A incerteza continua em torno do destino de milhares de soldados congoleses detidos pelo M23, mais de um mês após o surgimento de alegações contraditórias sobre sua libertação, em meio às tensões contínuas no leste da República Democrática do Congo. Em 8 de março, o M23 anunciou que havia libertado entre 2.700 e 5.000 soldados das forças armadas congolesas e os entregado ao Comitê Internacional da Cruz Vermelha.

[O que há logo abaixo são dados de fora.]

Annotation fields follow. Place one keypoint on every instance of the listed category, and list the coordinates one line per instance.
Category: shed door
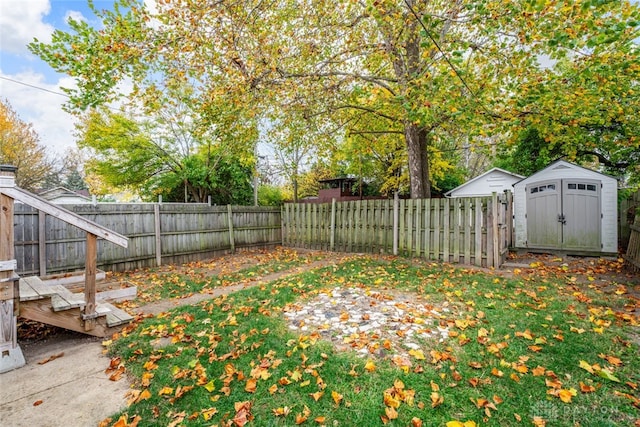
(544, 204)
(581, 207)
(564, 214)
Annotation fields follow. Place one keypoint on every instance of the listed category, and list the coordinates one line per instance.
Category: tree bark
(416, 140)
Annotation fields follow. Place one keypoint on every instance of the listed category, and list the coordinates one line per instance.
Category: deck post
(11, 356)
(91, 261)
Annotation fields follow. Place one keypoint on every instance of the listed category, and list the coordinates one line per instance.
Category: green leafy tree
(425, 69)
(20, 147)
(179, 164)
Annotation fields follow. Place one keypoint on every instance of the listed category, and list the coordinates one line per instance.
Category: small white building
(568, 208)
(495, 180)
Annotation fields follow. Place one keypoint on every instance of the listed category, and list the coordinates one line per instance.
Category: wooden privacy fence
(157, 233)
(474, 231)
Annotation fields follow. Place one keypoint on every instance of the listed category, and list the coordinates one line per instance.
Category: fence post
(42, 243)
(495, 230)
(396, 220)
(509, 219)
(332, 237)
(232, 241)
(11, 356)
(158, 233)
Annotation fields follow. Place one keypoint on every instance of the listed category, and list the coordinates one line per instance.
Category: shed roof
(483, 176)
(560, 165)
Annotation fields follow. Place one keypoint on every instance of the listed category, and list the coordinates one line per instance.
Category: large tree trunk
(416, 140)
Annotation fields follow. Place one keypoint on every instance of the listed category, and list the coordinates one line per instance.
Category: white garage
(565, 207)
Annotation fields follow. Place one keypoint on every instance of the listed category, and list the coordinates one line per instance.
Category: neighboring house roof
(63, 195)
(494, 180)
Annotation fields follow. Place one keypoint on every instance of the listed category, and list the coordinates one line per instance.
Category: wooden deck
(58, 306)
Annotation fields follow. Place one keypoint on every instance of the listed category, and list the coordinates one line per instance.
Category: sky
(30, 85)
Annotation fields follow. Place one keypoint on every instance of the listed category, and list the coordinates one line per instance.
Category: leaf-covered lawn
(532, 349)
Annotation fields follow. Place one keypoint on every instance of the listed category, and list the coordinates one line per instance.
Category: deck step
(66, 302)
(115, 316)
(32, 288)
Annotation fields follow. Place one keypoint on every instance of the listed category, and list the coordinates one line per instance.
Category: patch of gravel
(370, 322)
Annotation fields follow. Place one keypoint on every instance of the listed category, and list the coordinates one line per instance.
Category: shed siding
(565, 170)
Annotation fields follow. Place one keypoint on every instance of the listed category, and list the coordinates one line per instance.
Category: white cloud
(21, 21)
(42, 109)
(75, 15)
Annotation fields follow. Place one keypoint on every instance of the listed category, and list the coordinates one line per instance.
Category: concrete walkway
(72, 390)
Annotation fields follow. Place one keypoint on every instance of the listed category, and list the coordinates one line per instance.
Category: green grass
(217, 344)
(168, 282)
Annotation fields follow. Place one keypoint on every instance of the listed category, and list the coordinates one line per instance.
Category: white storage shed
(495, 180)
(567, 208)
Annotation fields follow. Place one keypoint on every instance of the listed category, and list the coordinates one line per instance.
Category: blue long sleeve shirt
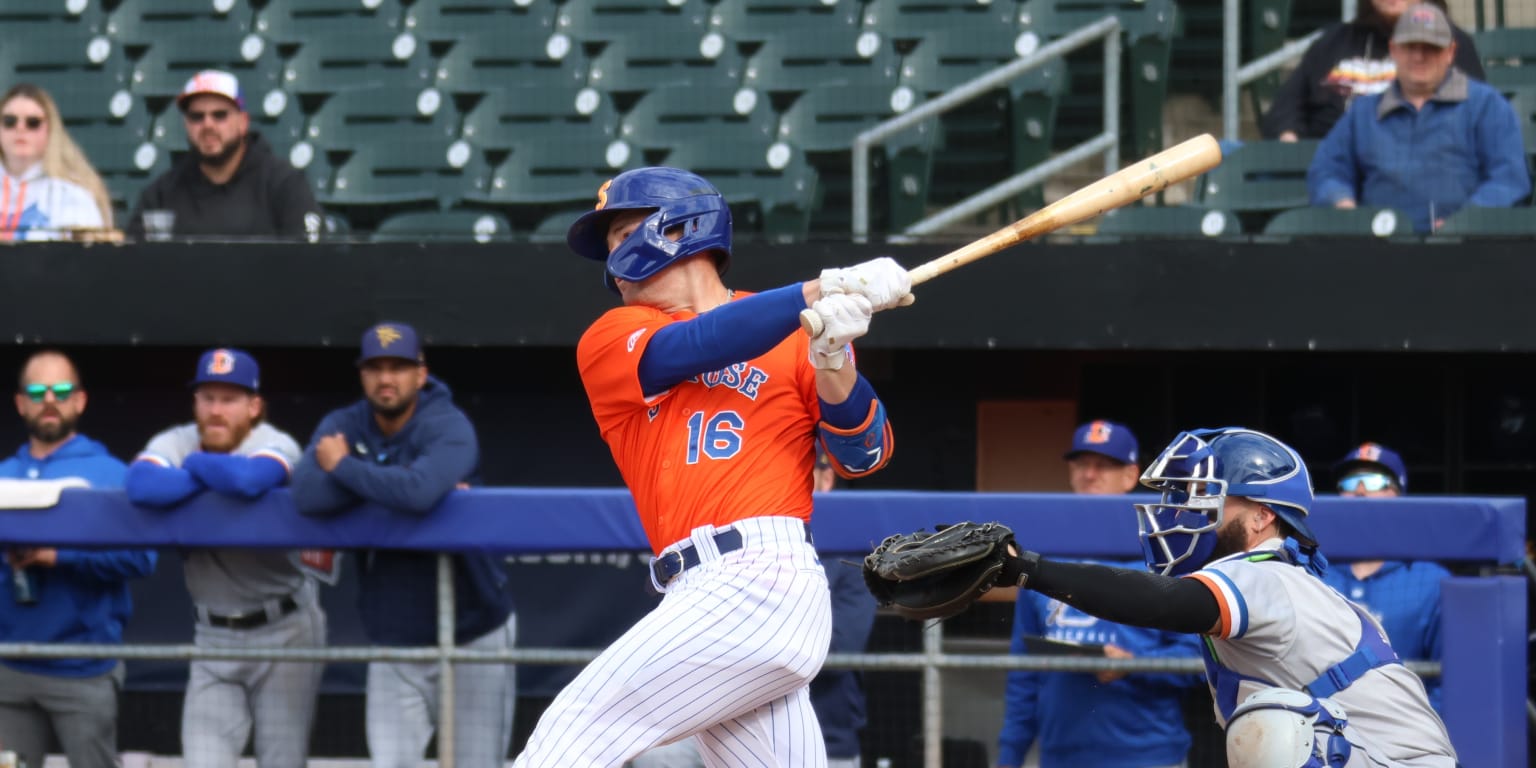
(407, 472)
(83, 598)
(1404, 598)
(1463, 148)
(1132, 722)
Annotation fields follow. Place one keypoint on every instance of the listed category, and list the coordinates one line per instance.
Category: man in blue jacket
(1432, 143)
(59, 595)
(1108, 719)
(404, 447)
(1403, 596)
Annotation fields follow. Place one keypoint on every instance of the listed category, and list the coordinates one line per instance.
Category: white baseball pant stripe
(727, 656)
(403, 707)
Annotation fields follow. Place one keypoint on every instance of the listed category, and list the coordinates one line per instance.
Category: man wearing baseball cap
(1432, 143)
(1103, 719)
(404, 447)
(241, 598)
(229, 185)
(1404, 596)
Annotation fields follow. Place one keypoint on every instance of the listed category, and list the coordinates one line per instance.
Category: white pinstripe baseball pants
(727, 656)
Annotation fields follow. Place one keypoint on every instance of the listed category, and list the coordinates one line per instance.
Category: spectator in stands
(57, 595)
(404, 447)
(1403, 596)
(229, 185)
(1430, 145)
(1106, 719)
(836, 695)
(241, 598)
(48, 189)
(1349, 60)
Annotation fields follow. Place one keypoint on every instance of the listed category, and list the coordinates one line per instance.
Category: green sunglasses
(39, 392)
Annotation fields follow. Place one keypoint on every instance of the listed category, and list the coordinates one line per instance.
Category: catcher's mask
(1197, 472)
(676, 200)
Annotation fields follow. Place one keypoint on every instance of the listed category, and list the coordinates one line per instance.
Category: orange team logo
(221, 363)
(1099, 432)
(386, 335)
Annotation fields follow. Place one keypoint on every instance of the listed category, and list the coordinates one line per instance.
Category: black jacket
(1344, 62)
(264, 198)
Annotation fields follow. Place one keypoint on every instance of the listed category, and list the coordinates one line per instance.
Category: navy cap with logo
(228, 366)
(1105, 438)
(390, 340)
(1378, 456)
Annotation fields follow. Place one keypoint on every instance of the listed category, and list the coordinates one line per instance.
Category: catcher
(1301, 676)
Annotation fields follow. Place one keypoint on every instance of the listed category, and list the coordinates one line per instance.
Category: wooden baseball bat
(1128, 185)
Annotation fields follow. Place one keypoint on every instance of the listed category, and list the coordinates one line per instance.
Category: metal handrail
(1106, 142)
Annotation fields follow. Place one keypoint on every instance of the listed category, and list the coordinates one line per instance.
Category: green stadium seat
(515, 114)
(452, 20)
(1166, 221)
(381, 115)
(762, 20)
(914, 20)
(682, 114)
(377, 180)
(162, 71)
(824, 57)
(770, 185)
(1260, 178)
(453, 226)
(526, 57)
(541, 175)
(1490, 221)
(1148, 31)
(142, 23)
(607, 20)
(1340, 223)
(632, 65)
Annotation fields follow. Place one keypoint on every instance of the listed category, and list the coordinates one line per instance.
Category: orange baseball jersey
(715, 449)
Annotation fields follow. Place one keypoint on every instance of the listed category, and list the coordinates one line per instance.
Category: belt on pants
(251, 621)
(672, 562)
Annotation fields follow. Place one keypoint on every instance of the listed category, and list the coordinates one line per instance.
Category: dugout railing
(1484, 621)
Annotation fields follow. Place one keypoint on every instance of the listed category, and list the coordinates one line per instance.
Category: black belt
(251, 621)
(673, 562)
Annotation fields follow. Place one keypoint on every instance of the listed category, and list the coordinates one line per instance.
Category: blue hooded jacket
(409, 472)
(83, 598)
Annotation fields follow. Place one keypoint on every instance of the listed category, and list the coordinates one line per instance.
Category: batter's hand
(331, 450)
(882, 281)
(845, 317)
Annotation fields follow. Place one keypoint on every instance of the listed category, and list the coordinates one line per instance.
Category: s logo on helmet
(221, 363)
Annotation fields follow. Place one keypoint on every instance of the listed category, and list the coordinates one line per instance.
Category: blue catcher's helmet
(1197, 472)
(678, 198)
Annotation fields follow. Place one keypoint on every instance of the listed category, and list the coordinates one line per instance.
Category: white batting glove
(882, 281)
(845, 317)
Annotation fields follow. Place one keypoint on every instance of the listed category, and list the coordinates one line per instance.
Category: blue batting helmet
(678, 198)
(1197, 472)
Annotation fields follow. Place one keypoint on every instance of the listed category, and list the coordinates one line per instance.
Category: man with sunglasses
(229, 185)
(241, 598)
(54, 595)
(1403, 596)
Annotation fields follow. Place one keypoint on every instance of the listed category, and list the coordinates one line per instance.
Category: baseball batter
(1286, 655)
(711, 401)
(241, 598)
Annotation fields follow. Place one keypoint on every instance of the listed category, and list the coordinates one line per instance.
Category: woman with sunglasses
(48, 189)
(1404, 596)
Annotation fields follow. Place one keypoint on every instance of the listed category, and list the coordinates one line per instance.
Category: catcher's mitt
(937, 575)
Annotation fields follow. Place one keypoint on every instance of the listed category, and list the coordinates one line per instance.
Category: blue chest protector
(1370, 652)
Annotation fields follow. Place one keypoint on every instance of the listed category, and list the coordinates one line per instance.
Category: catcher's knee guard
(1284, 728)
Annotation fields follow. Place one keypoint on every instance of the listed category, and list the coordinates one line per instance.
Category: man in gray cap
(1432, 143)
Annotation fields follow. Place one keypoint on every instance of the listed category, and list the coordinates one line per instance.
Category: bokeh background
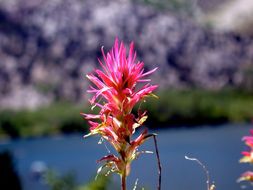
(204, 54)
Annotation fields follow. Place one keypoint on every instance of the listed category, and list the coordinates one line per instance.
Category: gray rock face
(48, 46)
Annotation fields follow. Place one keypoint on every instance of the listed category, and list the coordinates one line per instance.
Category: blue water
(218, 148)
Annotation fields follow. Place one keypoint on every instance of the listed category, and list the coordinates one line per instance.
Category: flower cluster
(247, 158)
(116, 91)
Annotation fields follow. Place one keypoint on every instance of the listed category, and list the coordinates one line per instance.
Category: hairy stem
(158, 163)
(123, 180)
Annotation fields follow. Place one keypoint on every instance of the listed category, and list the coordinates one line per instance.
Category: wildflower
(116, 90)
(247, 158)
(246, 176)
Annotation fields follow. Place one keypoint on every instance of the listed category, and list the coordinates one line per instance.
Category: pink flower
(247, 158)
(116, 90)
(246, 176)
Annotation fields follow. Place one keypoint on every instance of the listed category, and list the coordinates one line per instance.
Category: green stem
(123, 179)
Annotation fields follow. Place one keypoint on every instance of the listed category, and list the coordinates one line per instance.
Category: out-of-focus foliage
(68, 182)
(53, 119)
(174, 107)
(182, 7)
(195, 107)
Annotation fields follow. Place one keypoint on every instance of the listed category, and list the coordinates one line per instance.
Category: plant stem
(123, 180)
(159, 164)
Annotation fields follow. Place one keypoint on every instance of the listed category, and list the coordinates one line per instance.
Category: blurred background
(204, 54)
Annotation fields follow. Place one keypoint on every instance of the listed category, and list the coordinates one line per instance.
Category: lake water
(218, 148)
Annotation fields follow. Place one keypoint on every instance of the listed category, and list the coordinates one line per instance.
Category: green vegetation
(54, 119)
(173, 108)
(197, 107)
(68, 182)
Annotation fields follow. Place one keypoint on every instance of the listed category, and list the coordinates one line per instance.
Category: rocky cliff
(48, 46)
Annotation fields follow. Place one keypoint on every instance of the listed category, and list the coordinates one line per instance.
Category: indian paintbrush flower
(247, 158)
(116, 90)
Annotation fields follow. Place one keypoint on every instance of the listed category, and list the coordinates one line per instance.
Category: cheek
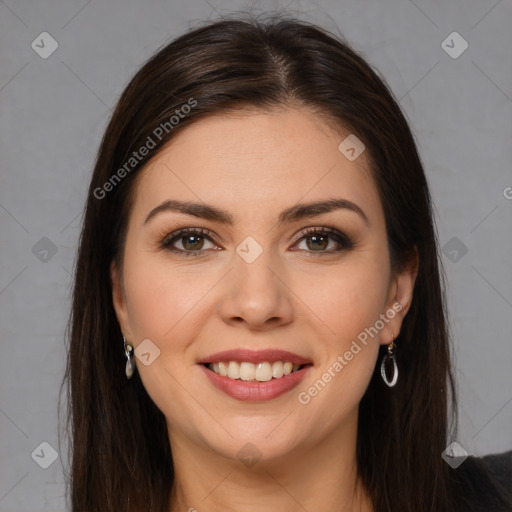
(346, 299)
(160, 297)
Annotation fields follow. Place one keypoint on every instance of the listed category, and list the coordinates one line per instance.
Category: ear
(400, 297)
(119, 301)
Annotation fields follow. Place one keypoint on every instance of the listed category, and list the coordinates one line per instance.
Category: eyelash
(343, 240)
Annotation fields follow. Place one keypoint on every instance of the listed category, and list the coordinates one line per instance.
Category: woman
(258, 317)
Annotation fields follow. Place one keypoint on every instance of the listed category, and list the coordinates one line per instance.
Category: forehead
(255, 160)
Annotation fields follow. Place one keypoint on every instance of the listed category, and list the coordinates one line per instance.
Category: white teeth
(233, 370)
(223, 369)
(247, 371)
(261, 372)
(277, 370)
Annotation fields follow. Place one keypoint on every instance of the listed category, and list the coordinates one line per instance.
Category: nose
(257, 294)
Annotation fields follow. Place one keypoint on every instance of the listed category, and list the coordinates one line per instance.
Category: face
(242, 276)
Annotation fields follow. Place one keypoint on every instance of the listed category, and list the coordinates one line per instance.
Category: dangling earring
(391, 355)
(129, 368)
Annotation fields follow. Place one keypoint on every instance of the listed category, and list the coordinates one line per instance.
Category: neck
(322, 476)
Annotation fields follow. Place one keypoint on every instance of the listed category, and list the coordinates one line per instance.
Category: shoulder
(486, 482)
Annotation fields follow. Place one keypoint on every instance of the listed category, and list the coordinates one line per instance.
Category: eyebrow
(292, 214)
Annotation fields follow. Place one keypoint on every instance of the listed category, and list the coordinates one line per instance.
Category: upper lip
(255, 356)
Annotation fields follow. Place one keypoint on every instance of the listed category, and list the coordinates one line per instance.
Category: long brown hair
(119, 444)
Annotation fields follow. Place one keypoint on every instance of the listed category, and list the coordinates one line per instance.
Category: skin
(255, 165)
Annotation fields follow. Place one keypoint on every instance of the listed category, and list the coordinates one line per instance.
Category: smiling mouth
(260, 372)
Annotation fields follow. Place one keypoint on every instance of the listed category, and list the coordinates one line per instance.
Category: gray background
(54, 112)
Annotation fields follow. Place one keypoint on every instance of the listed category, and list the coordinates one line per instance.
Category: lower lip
(255, 391)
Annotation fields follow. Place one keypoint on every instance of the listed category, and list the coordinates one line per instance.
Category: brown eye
(191, 241)
(318, 240)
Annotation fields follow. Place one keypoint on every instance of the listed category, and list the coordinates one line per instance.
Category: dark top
(483, 479)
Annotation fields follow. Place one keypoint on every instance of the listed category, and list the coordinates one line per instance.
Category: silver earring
(129, 368)
(391, 355)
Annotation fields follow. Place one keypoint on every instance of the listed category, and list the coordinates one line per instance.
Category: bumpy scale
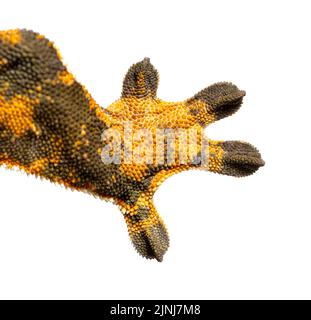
(51, 127)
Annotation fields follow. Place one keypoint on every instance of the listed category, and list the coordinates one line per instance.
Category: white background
(230, 238)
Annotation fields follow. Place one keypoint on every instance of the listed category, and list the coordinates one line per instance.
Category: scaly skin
(51, 127)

No entanto, a organização apenas reconheceu a declaração, sem confirmar se uma libertação em larga escala realmente ocorreu, levantando dúvidas sobre a credibilidade do anúncio.


Enquanto o M23 acusa as autoridades em Kinshasa de se recusarem a receber os soldados, autoridades congolesas expressaram ceticismo quanto às intenções do grupo, sugerindo que a questão poderia ser usada para obter vantagem política ou para infiltração. Um ministro do governo disse à Rádio França Internacional que qualquer processo deve seguir os procedimentos estabelecidos, sem fornecer um cronograma claro. Fontes diplomáticas também indicaram que restrições financeiras podem estar dificultando o progresso. 
A ausência de evidências independentes, como imagens ou documentação, contribuiu ainda mais para a incerteza. Observadores fizeram comparações com uma operação de maio de 2025, quando a Cruz Vermelha facilitou com sucesso a transferência de mais de 1.300 soldados desarmados de Goma para Kinshasa, um evento que foi amplamente documentado, ao contrário da situação atual.

Confrontos em curso


Os combates continuaram no terreno. Em 7 de abril, intensos confrontos eclodiram em Kivu do Norte entre combatentes do M23 e forças governamentais apoiadas por milícias locais. O confronto teria terminado com a repulsão do ataque rebelde e a morte de vários combatentes.

Os soldados detidos, muitos dos quais se recusam a juntar-se às fileiras do M23, teriam se tornado um fardo logístico para o grupo em termos de alimentação e cuidados, de acordo com relatos da mídia.

Espera-se que a questão seja discutida em reuniões futuras, mas, por ora, o destino dos soldados permanece incerto, refletindo a complexidade do conflito e a falta de confiança entre as partes envolvidas.